"sgorman" == <sgorman1@gmu.edu> writes:

> Also it might be easier to calculate transition

> probabilities by summing across the rows of the adjaceny

> matrix then dividing the row components by the sum.

I'm not sure that that works. That would cause systems not

adjacent to i to contribute to the probability that a packet goes from

i to j in one step, if I understand correctly. There is also a

hidden imbedded Markov chain in my formulation.

Firstly, to avoid confusion with terminology, i am using:

A_i - adjacency density vector -- the number of systems adjacent

to i.

C_ij - connectivity matrix -- representing presence or absence of an

interconnect between i and j as a 1 or 0. C_ij does not

represent a Markov process.

P_ij - transition probability matrix -- probability that a packet, now

in i will end up in j next.

We have,

A_i = Sum_j C_ij

In making P_ij, i think it is necessary to calculate according to the

number of interconnections of j -- how big the neighbour is. This

looks right intuitively: if i is a smaller, local isp or an non-isp

organization they will tend to have a few upstream providers and maybe

some private peering. The upstreams will tend to be more heavily

interconnected and peered and their component of A_i will be larger

than that of the private peering, or more of your packets will go

to an upstream than to your peers.

The assumption may or may not be valid; it is difficult to know

without actual traffic statistics for a good sample of links on the

internet.
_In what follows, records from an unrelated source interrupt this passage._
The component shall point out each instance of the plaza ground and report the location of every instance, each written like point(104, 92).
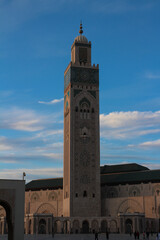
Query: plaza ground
point(80, 237)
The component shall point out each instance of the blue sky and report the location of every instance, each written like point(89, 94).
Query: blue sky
point(35, 43)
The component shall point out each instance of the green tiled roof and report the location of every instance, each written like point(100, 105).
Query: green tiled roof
point(51, 183)
point(131, 178)
point(110, 175)
point(132, 167)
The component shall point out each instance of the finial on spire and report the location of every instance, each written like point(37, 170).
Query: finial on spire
point(81, 28)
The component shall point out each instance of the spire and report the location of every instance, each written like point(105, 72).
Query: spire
point(81, 28)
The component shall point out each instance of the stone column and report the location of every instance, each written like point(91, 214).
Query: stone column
point(47, 225)
point(3, 226)
point(37, 223)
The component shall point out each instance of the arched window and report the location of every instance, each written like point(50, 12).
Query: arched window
point(85, 108)
point(85, 194)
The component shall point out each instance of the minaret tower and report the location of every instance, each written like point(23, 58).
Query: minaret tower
point(81, 180)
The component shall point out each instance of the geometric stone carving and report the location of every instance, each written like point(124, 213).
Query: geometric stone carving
point(129, 204)
point(46, 208)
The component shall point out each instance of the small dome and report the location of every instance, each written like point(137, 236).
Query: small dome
point(81, 38)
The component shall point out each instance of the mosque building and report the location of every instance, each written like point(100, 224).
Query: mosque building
point(118, 198)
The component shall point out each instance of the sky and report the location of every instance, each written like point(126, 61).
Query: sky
point(35, 48)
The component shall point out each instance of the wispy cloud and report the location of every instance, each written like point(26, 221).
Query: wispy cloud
point(23, 120)
point(151, 144)
point(123, 125)
point(151, 75)
point(14, 13)
point(118, 7)
point(31, 173)
point(54, 101)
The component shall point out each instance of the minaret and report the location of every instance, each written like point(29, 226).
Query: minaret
point(81, 180)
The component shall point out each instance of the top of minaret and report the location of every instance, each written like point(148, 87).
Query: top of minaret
point(81, 38)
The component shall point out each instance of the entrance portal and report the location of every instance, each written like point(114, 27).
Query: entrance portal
point(85, 227)
point(128, 226)
point(42, 227)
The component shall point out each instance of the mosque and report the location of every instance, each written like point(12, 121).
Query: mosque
point(120, 198)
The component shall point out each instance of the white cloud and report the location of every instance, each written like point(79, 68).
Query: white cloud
point(31, 173)
point(53, 155)
point(54, 101)
point(123, 125)
point(23, 120)
point(151, 75)
point(49, 133)
point(151, 144)
point(4, 147)
point(118, 7)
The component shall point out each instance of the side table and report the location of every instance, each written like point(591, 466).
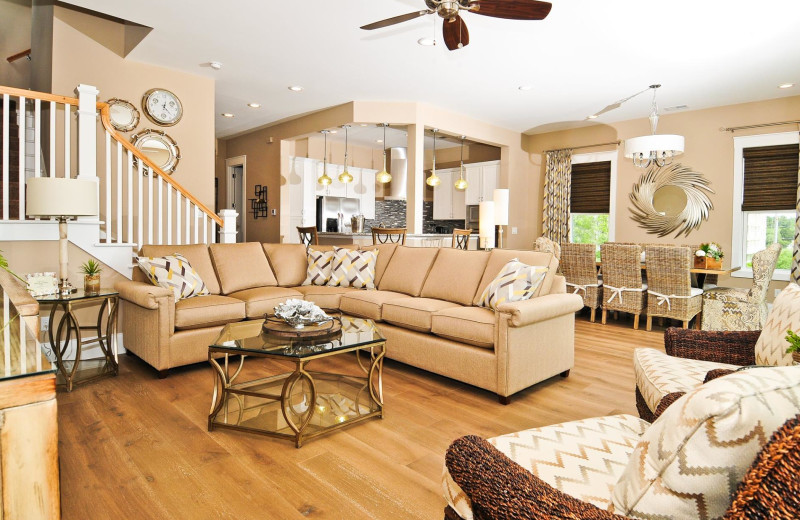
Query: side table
point(69, 373)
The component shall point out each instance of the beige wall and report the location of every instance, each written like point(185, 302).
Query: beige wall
point(708, 151)
point(15, 37)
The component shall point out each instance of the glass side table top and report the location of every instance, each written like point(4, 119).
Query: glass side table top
point(250, 337)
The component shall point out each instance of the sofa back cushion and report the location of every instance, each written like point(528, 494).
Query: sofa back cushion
point(241, 266)
point(289, 263)
point(196, 254)
point(408, 269)
point(455, 275)
point(689, 462)
point(498, 258)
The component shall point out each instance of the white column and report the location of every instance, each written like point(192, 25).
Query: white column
point(228, 232)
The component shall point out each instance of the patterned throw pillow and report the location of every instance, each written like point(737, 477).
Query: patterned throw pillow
point(352, 268)
point(689, 462)
point(320, 264)
point(173, 272)
point(515, 282)
point(785, 315)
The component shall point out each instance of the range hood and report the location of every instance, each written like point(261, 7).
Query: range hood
point(399, 171)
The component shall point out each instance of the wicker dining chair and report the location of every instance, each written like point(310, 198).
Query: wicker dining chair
point(669, 284)
point(623, 289)
point(461, 238)
point(308, 235)
point(388, 236)
point(579, 267)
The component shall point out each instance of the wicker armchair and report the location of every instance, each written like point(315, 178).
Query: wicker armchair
point(669, 285)
point(579, 268)
point(728, 308)
point(623, 289)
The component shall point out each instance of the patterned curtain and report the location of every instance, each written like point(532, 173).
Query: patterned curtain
point(557, 187)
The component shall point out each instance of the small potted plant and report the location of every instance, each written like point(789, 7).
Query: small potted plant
point(709, 256)
point(91, 276)
point(794, 346)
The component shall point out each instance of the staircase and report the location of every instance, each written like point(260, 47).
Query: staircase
point(138, 203)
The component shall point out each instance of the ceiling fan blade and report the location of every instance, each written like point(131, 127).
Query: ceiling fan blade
point(455, 33)
point(395, 20)
point(512, 9)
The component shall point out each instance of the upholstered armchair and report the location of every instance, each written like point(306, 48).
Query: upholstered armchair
point(729, 308)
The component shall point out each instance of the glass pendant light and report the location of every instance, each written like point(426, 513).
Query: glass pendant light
point(345, 176)
point(461, 183)
point(434, 179)
point(324, 179)
point(383, 176)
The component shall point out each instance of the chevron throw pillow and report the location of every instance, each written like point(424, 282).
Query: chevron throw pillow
point(515, 282)
point(785, 315)
point(320, 264)
point(173, 272)
point(352, 268)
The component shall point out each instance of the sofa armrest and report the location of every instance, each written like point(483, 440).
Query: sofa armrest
point(732, 347)
point(499, 488)
point(540, 309)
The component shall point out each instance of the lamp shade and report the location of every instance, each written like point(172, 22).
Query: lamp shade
point(59, 197)
point(501, 207)
point(486, 223)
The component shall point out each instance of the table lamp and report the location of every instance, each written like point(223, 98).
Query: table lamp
point(500, 212)
point(63, 199)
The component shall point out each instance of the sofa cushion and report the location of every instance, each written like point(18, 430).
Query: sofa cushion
point(324, 296)
point(455, 275)
point(197, 255)
point(785, 315)
point(241, 266)
point(471, 325)
point(261, 300)
point(498, 258)
point(408, 269)
point(414, 313)
point(367, 304)
point(208, 311)
point(689, 462)
point(288, 262)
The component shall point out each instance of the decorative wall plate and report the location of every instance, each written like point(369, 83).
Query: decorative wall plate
point(158, 147)
point(670, 198)
point(122, 114)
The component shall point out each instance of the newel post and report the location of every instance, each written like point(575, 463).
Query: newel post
point(227, 234)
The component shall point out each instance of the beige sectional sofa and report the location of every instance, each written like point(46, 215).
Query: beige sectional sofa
point(425, 305)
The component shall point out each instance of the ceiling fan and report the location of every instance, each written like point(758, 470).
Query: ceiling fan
point(455, 30)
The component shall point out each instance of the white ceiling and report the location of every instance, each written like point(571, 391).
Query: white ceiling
point(585, 55)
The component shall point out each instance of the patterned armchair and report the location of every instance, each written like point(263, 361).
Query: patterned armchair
point(728, 308)
point(718, 451)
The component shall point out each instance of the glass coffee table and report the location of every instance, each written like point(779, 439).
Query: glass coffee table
point(304, 403)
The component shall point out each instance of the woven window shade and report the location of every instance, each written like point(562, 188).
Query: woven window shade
point(770, 178)
point(591, 187)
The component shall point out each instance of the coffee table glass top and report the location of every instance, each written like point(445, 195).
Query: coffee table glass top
point(249, 336)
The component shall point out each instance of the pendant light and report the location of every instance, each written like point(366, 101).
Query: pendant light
point(434, 179)
point(324, 179)
point(383, 176)
point(345, 176)
point(461, 183)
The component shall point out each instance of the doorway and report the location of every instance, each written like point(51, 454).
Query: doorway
point(236, 168)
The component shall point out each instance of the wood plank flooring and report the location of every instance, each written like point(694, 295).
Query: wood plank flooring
point(137, 447)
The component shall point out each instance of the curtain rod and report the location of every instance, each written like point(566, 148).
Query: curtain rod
point(616, 143)
point(762, 125)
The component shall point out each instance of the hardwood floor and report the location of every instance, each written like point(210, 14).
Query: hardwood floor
point(137, 447)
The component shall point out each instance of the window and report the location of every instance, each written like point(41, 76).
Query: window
point(592, 198)
point(765, 191)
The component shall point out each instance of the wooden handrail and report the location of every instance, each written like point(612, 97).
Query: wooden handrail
point(19, 56)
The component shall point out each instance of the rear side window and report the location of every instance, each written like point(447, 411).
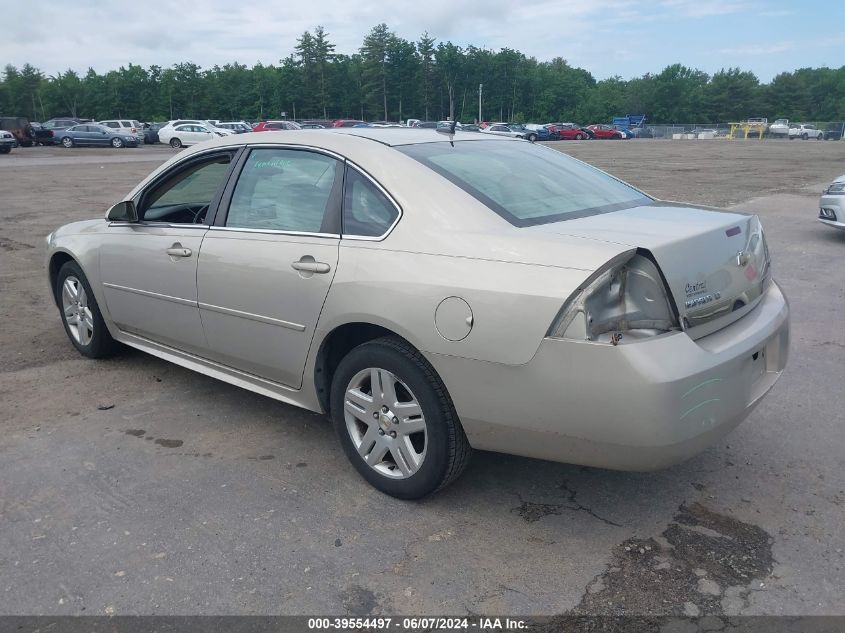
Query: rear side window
point(366, 211)
point(526, 184)
point(285, 190)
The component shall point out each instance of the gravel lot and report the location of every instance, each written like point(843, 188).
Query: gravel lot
point(132, 486)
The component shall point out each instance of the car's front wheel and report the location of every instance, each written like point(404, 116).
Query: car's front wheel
point(81, 315)
point(395, 420)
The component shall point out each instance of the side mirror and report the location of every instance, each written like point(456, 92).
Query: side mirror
point(123, 212)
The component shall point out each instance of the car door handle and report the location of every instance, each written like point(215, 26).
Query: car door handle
point(311, 267)
point(177, 250)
If we had a close complete data set of traffic statistics

for the internet measured at the same instant, it would be possible to

calculate the P_ij directly:

pps on link connecting i and j

P_ij = ------------------------------

total pps leaving i

but this data is not available available in general.

(aside: I belive that because of the scoping property of Little's

Formula this approach would also be valid for analyzing packet flow

within an AS where i and j represent each router indexed

arbitrarily)

Consider

C_ij A_j

P_ij = lambda_i --------------

Sum_k C_jk A_k

Sum_k C_ij C_jk

= lambda_i ---------------------

Sum_k Sum_l C_jk C_kl

where lambda_i is a normalizing factor appropriate to make the sums

across each row of P_ij equal to 1.

The product of C_ij with A_j is necessary since we don't want to take

into account the adjacency density of ASj if we are not connected to

it -- it doesn't matter how big it is, if i is not connected to j, a

packet has zero chance of making the transition directly. This is

taken care of by the fact that C_ij == 0 in that instance.

Likewise the right inner product of C_jk with A_k in the denominator

is necessary for the same reason, except now two hops out. Non

existent links are never taken into account in calculating the

transition probabilities.

You might say that the numerator is skewed towards the current state,

and the denominator is skewed towards the next state. This suggests

that there is an implicitly imbedded Markov chain -- the denominator

used in calculating the probability of going in one step from i to j

takes into account information about what will happen after at the

next step when it leaves j.

-w